Bajo la cháchara infantil que alimenta la mayor parte de las informaciones recogidas en los medios de comunicación, prensa seria incluida, se está produciendo una reflexión tectónica que apunta a la necesidad de recuperar el estado como elemento pivotal para dar coherencia a modelos sociales y económicos que defraudan un día sí y otro también. Se abre paso una nueva forma de entender la organización colectiva de lo que es de todos, el Estado, para que pueda funcionar no solo como garante de lo dado sino también como precursor de lo necesario para el futuro más inmediato.
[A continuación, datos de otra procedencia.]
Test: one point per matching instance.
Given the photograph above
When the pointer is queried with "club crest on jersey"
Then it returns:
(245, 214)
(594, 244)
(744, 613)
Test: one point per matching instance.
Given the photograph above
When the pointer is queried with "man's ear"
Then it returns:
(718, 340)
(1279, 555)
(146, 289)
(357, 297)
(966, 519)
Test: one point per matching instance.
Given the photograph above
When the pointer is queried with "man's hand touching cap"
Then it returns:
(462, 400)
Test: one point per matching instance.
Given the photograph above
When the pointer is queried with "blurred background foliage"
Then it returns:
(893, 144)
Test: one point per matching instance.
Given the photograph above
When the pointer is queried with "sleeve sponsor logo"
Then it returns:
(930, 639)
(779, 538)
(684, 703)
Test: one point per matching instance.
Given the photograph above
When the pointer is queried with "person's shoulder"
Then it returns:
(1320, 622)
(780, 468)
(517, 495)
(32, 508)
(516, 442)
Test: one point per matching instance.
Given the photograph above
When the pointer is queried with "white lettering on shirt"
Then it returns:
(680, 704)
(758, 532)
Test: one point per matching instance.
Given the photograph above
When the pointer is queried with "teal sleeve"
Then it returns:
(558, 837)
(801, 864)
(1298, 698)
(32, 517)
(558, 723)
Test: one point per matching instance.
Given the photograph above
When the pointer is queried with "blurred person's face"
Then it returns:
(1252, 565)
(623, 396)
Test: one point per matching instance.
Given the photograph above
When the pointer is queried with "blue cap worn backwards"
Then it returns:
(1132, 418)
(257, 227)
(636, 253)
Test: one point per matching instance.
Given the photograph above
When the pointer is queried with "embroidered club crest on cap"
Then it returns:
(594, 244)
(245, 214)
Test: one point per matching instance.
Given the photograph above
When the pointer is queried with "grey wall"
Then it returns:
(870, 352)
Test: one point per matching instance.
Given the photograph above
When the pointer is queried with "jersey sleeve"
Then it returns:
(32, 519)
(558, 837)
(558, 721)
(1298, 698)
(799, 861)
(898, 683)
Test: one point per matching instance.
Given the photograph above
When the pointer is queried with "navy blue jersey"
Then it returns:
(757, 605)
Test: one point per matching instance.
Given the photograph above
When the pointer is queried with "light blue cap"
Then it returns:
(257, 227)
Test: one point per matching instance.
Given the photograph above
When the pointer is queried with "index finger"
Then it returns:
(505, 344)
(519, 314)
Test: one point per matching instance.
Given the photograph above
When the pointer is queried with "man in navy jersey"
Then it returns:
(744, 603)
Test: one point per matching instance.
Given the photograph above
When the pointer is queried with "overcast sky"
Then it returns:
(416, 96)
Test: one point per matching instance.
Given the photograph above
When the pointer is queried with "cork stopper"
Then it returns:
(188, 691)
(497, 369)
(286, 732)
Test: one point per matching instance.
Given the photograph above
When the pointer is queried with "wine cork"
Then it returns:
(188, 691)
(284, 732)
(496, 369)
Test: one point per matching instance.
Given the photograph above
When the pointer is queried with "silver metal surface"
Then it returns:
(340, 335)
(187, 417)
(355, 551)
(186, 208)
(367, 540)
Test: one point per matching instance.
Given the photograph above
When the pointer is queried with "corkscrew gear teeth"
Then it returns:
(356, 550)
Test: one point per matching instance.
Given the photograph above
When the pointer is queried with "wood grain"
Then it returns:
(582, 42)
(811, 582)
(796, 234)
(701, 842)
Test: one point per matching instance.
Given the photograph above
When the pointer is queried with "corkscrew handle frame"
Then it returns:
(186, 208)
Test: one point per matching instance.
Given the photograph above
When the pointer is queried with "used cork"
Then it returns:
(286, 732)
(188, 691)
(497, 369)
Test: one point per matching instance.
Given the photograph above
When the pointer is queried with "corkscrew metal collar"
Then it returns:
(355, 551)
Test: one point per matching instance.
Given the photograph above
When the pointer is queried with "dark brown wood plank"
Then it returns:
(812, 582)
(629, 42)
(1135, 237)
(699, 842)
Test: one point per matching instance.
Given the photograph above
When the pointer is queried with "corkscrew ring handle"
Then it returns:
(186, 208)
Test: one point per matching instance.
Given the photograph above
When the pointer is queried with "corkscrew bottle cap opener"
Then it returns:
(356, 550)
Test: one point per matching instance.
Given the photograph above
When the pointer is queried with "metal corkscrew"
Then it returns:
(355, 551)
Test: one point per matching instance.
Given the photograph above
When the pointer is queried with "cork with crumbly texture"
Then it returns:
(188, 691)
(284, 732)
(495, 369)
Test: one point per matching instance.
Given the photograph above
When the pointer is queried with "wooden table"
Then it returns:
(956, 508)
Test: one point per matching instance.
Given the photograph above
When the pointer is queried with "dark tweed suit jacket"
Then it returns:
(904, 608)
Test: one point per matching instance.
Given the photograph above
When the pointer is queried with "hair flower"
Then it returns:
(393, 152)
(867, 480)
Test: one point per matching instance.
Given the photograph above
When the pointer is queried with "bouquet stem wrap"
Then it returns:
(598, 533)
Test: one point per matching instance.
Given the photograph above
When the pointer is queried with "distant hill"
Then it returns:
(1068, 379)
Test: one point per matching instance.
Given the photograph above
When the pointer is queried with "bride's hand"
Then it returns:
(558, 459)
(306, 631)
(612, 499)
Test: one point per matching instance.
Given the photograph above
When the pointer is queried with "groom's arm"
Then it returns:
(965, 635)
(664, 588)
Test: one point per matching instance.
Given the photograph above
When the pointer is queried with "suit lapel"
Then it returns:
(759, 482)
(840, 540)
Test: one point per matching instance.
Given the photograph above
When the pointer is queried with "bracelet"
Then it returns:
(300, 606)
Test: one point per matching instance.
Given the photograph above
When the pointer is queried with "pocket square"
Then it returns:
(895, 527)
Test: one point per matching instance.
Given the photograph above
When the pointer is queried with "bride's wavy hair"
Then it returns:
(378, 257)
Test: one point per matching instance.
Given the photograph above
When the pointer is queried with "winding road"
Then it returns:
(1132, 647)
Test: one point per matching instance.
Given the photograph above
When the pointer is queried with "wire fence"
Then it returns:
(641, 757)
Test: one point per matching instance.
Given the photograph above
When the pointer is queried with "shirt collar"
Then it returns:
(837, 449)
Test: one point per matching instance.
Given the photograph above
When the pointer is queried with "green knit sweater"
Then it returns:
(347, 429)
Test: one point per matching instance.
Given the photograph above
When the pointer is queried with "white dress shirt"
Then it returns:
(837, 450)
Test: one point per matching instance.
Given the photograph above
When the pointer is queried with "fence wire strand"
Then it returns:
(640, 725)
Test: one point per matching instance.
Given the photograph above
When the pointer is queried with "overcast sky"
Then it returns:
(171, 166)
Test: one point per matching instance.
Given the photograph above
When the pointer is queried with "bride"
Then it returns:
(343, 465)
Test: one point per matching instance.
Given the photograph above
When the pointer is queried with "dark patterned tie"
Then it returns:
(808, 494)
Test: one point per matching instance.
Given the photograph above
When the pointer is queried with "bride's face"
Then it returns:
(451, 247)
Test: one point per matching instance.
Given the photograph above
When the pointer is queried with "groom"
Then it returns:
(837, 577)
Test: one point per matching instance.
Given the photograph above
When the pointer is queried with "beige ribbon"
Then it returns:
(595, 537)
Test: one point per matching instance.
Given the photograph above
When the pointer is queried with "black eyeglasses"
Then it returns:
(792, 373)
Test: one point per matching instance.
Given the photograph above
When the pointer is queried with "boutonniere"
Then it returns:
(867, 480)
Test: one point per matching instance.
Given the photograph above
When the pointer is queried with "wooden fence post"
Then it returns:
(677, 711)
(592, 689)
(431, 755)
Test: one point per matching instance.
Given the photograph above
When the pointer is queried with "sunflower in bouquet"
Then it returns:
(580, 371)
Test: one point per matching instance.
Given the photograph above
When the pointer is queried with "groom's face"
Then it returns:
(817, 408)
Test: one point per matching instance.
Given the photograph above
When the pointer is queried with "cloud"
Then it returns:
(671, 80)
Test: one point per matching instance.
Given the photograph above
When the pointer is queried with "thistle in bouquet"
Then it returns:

Hasta el propio Trump desde su atalaya dorada ha convertido al Estado en una herramienta para fijar objetivos y generar riqueza, en este caso la suya y la de su familia

Frente a la concepción más común de un “estado distribuidor” de la riqueza, las nuevas interpretaciones apuntan a un “estado productor” que propende al desarrollo socio económico bajo premisas de necesidad social, no solo de justicia distributiva o de sostén del estatus quo. De alguna manera, vuelve el Estado.

De hecho nunca ha desaparecido, pero desde que las tesis económicas de la escuela de Chicago arraigaron en lo que se ha conocido como consenso de Washington (un decálogo de medidas antisociales) el protagonismo de los estados ha estado remitiendo hasta casi su extinción en algunos contextos geopolíticos.